2nd century Roman senator, consul and governor

Titus Flavius Longinus Quintus Marcius Turbo was a Roman senator who held a series of offices in the emperor's service. He was suffect consul for one of the nundinia in the years 149 through 151. Longinus is known primarily from inscriptions.

Authorities agree that Longinus was the birth son of Titus Flavius Longinus, a decurion of a city in Dacia, and was later adopted by the prefect of the Praetorian Guard, Quintus Marcius Turbo. Nevertheless, Longinus remained a member of the equestrian order until he was adlected into the Senate.

== Career ==
His cursus honorum can be reconstructed from an inscription. While still an equestrian, Longinus was prefect, or commander, of an unspecified ala; his adlection followed this. He advanced through the traditional Republican magistracies: quaestor, aedile, and praetor. After stepping down from the last magistracy, Longinus was commissioned legatus legionis or commander of Legio I Adiutrix, stationed on the Danube frontier; Géza Alföldy dates his command from around 143 to the year 146. This was followed by a term governing the imperial province of Gallia Lugdunensis, which Alföldy dates from around 146 to around the year 149. His consulship followed.

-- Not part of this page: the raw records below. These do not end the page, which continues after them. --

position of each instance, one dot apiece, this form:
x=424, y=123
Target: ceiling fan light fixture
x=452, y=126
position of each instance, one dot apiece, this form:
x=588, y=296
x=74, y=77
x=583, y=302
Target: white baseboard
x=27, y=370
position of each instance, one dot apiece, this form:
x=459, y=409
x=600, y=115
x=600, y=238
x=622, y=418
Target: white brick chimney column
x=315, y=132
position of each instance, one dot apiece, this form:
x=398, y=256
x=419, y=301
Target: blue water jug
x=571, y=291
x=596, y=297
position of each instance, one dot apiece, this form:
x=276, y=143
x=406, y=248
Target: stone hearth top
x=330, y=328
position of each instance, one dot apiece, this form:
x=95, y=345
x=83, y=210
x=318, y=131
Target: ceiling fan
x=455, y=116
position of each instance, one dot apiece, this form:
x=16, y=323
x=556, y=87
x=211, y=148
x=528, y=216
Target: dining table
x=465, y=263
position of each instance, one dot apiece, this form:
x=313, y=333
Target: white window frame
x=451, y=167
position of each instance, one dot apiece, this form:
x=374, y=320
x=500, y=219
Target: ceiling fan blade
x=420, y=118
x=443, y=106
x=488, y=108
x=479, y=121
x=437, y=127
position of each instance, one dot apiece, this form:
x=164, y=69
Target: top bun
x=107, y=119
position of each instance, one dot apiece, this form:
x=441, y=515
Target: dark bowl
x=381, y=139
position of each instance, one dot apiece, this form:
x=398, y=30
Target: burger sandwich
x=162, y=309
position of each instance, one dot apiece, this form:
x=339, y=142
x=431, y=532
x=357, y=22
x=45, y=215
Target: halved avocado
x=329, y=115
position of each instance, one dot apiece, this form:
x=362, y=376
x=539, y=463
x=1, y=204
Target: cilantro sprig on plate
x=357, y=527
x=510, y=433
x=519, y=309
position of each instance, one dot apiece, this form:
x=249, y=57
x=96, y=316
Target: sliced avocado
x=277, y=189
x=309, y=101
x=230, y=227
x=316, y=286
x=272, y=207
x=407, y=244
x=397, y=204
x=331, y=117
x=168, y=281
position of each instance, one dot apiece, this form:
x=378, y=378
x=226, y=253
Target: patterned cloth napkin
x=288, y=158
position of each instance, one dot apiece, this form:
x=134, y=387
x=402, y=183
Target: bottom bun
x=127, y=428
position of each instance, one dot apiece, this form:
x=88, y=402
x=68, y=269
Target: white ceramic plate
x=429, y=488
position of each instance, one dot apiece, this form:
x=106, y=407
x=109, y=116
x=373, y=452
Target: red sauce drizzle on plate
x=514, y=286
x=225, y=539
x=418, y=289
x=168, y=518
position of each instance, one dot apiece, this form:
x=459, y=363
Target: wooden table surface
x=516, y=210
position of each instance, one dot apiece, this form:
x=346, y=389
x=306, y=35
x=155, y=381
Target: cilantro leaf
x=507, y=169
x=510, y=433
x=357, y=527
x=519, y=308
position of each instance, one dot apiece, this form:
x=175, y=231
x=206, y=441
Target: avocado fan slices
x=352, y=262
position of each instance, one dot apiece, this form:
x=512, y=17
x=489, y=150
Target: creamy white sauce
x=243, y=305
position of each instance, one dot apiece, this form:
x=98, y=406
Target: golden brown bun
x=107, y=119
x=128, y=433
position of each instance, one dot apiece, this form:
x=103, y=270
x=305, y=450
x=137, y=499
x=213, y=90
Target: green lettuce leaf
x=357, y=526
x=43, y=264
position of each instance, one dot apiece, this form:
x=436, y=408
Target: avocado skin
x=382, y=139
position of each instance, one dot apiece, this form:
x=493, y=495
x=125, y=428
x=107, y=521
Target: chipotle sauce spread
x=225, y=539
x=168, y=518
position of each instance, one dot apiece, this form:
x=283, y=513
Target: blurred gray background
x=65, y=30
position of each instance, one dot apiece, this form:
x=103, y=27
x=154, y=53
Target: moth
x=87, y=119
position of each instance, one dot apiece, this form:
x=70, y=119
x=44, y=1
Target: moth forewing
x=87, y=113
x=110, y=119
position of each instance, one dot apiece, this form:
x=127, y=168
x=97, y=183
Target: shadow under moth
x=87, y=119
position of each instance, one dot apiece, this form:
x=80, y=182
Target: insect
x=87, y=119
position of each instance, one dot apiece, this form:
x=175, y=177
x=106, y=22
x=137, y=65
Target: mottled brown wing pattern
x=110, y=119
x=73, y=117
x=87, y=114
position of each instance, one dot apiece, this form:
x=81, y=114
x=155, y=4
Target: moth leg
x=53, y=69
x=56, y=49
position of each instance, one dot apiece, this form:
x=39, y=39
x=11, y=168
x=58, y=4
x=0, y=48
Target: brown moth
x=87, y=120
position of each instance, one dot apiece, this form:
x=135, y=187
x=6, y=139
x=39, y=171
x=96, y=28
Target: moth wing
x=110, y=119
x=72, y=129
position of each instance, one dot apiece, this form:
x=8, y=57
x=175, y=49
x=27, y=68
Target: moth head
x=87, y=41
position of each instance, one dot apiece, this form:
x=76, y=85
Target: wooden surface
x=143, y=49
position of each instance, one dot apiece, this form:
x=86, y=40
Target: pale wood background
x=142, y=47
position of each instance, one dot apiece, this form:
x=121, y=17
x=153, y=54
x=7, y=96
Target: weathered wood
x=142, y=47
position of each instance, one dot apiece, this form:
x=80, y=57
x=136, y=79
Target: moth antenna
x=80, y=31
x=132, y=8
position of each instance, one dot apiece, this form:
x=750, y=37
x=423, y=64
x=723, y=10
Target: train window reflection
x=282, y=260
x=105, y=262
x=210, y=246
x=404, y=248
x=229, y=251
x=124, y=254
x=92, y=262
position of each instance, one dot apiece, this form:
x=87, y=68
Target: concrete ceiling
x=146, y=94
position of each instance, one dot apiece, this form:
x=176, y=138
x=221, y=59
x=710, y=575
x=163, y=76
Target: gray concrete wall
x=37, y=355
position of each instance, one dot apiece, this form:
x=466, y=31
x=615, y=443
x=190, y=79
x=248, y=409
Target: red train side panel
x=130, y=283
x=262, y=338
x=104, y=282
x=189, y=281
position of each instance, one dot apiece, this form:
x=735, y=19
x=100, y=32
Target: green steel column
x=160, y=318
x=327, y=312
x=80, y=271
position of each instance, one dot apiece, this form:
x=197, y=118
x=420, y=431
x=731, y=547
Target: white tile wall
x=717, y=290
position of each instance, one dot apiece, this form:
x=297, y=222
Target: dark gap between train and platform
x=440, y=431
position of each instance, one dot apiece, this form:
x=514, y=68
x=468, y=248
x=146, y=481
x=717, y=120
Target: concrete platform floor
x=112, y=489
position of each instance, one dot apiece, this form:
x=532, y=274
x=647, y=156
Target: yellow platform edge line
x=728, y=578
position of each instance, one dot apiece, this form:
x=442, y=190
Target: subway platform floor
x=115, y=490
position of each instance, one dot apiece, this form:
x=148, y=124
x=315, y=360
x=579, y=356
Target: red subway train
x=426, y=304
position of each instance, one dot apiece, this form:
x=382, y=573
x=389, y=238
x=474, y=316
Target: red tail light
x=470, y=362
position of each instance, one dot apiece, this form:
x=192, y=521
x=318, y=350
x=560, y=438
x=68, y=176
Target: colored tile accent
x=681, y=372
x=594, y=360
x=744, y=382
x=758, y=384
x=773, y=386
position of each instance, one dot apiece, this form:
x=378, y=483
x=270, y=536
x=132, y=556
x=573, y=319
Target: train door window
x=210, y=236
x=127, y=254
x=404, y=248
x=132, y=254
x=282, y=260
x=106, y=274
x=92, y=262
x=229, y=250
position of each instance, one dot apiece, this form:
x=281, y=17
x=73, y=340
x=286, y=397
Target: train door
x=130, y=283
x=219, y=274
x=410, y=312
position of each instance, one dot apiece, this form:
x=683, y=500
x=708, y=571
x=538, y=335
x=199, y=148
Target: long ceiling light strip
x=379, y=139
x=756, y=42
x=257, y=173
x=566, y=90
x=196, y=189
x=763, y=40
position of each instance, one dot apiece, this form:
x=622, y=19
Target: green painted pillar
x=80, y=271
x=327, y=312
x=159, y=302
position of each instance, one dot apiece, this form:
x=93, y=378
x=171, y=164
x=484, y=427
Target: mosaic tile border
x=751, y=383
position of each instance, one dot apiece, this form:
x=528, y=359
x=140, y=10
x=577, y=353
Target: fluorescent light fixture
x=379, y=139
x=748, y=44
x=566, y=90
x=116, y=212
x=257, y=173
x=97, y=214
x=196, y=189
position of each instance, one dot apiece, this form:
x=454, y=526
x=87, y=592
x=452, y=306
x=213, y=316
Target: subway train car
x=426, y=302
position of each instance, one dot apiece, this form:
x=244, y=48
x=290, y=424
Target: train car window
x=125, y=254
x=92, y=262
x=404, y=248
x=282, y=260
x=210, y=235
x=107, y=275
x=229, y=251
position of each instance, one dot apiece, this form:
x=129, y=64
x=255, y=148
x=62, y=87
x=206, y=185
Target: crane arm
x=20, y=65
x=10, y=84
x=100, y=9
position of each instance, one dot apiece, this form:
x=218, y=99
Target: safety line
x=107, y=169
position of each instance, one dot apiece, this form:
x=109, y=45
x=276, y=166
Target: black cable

After completing his term as suffect consul, Longinus is known to have been appointed to two more offices. The first was curator operum locumque publicorum et aedium sacrarum, which Alföldy dates to around 151. The second was governing the imperial province of Moesia Inferior; although primary sources attest him in that position in the year 155, Alföldy extends his tenure in Moesia Inferior from around 153 to 156.

Details for Longinus' life after he stepped down from administering Moesia Inferior have not yet been recovered.